As of March 1st, 4.5 million Americans used Amazon Echo regularly. “Home Artificial Intelligence”, Echo is also known by the familiar name of Alexa. Although not in the human form, it was recently noted that Echo was able to understand and perform 3000 tasks. In other words, 3000 micro-skills that, just yesterday, would require human intervention. Today, Echo is just the tip of the artificial intelligence iceberg, a set of practices that promises to profoundly disrupt the 21st century industrial economy.
The first impact of automation is to change the notion of performance itself. This happens in two ways: at first, automation allows new ways of measuring that transform our perception of performance. We have new data, so we can know new things, and transform human behavior.
In a second step, the automation of intelligence carries a performance in itself; it can contribute directly to the creation of economic value. It replaces humans, regardless of their behavior.
Let’s take the first case.
Two researchers from the University of Liverpool applied machine learning techniques to analyzing the performance of soccer players. From the simple observation of the movement of the players on the ground, the algorithm was able to determine the distance run by each player, the intensity of each movement, and even the motives behind these movements. Feint, defensive withdrawal, strategic withdrawal, direct attack, indirect, receiving pass… all from a simple visual analysis!
In addition to carrying the promise of annihilating the entire sport statistics sector, the algorithm ranks players according to their value, according to their contribution to the probability of a team winning. To the surprise of the researchers, the “best” players were consistently not those who scored the most goals.

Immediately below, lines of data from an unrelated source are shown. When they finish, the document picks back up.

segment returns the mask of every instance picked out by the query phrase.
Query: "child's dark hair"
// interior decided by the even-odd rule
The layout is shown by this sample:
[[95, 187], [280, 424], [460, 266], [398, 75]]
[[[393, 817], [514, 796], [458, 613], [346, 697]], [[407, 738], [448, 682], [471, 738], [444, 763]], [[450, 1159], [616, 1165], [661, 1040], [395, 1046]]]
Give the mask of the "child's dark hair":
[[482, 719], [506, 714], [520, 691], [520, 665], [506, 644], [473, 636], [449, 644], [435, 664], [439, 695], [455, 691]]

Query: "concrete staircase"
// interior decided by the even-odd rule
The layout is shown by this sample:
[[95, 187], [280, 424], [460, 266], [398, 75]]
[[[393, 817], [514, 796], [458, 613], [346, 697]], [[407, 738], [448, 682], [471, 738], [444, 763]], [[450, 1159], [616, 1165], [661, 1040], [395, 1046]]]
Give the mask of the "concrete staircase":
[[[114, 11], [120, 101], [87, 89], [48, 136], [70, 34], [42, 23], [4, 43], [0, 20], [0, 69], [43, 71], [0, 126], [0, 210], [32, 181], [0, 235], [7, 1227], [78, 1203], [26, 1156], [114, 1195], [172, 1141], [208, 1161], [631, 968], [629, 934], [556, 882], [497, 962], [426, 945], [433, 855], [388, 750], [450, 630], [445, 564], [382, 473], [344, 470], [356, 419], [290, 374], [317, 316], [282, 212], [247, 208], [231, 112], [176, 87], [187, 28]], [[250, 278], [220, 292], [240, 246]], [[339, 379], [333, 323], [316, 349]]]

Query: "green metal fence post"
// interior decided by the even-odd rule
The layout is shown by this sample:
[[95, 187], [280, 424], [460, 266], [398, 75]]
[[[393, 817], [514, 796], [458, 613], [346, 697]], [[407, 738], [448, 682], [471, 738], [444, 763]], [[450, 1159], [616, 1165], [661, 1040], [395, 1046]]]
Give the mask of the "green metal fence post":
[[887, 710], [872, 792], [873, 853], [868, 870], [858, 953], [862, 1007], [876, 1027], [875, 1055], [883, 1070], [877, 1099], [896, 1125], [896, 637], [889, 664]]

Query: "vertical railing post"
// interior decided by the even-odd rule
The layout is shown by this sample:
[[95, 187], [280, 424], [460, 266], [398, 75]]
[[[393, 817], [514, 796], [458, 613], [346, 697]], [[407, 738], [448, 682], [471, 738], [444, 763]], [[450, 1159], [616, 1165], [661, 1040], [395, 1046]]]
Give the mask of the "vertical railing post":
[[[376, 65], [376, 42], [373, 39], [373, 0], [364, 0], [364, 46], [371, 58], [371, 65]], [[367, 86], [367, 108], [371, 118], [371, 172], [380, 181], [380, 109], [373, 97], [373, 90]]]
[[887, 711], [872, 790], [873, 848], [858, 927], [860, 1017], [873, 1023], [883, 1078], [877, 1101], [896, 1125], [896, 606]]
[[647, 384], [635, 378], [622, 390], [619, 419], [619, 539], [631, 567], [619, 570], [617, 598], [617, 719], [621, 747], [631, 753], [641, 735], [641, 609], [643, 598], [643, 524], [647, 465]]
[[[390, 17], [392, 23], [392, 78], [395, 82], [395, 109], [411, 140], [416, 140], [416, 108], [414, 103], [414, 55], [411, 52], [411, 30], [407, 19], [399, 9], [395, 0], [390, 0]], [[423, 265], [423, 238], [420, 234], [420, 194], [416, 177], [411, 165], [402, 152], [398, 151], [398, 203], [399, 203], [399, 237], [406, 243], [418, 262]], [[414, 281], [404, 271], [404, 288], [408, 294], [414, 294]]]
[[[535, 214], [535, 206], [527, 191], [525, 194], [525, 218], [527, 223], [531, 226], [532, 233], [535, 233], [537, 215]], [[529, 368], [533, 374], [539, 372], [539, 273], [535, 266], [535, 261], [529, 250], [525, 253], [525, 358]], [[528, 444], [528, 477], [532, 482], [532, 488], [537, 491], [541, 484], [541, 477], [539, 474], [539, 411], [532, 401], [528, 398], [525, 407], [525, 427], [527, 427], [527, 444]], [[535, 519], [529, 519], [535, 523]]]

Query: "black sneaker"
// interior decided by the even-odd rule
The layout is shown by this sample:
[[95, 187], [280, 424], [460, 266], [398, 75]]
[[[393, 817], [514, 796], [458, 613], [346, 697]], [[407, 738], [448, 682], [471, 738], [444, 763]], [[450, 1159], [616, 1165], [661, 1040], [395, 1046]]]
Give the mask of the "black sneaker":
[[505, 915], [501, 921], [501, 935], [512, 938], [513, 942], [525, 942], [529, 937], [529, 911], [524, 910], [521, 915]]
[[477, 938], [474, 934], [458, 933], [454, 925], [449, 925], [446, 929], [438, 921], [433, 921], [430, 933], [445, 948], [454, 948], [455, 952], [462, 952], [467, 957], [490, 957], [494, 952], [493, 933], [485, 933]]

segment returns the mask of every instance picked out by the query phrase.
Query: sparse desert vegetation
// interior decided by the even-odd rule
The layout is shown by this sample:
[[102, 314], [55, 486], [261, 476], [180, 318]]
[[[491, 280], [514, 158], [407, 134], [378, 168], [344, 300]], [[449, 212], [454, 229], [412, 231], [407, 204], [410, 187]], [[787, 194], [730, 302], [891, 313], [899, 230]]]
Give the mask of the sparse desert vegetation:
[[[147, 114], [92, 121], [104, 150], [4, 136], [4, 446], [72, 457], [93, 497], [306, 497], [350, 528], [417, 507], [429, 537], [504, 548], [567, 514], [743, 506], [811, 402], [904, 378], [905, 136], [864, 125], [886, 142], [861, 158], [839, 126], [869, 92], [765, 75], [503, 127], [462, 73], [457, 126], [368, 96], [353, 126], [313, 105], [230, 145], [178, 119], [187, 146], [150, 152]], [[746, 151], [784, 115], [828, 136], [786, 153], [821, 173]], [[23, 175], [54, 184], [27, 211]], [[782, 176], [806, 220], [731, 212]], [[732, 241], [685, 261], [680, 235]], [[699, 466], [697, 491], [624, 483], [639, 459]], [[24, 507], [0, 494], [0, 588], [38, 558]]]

This story is reminiscent of the Oakland A’s, cleverly told in the movie Moneyball, where a baseball team uses data analysis to optimize performance, potential and market value to build a winning team. A practice that, as recalled by the American scientist Scott Anthony, is now widespread in this area.
Yet, how many directors today are able to pilot such statistical studies? How many companies, big and small, have started recruiting a first data scientist to do this?
The main difficulty of this transformation towards artificial intelligence lies most often in a lack of knowledge – and even, in some cases, a disinterested skepticism – within the management teams.
We do not know what it is. We do not know where to start. It feels like it’s a fashion.
Really, we do not understand much.
From the outset, it is difficult to recruit good candidates for senior positions in artificial intelligence. Labor is rare and inexperienced since the sector is relatively new. It is also dangerous to recruit for such jobs without knowing what distinguishes a good mathematician from a bad one.
Secondly, it has been shown that organizations, especially their management committees, tend to recruit people who are similar to them. Under the pretext of strengthening the organizational culture and working more effectively, companies and their leaders are depriving themselves of quality individuals who could probably disrupt their traditional patterns of thinking.
Unfortunately, as many industries have learned at their expense in recent years, the leadership techniques and reflexes of the past do not guarantee future success. However, the transformation of performance threatens those who have risen to managerial positions on the premise of a performance evaluation system itself challenged by the AI.
The difficulty of taking these transformations into account is also much greater for established organizations than for emerging organizations, since they do not have a historical performance measurement system. New businesses develop theirs within the parameters of the data economy and do not have to deal with the cultural transformation of leaders.
The shortage of manpower, combined with the obstacles raised above, nevertheless pushes for more investment in this sector. Beyond the performance of the company, it is the performance of the investment itself that will grow.
Do you already have your data analysis team? If so, all the better. If not, how much do you value the opportunities you let sleep in the meantime?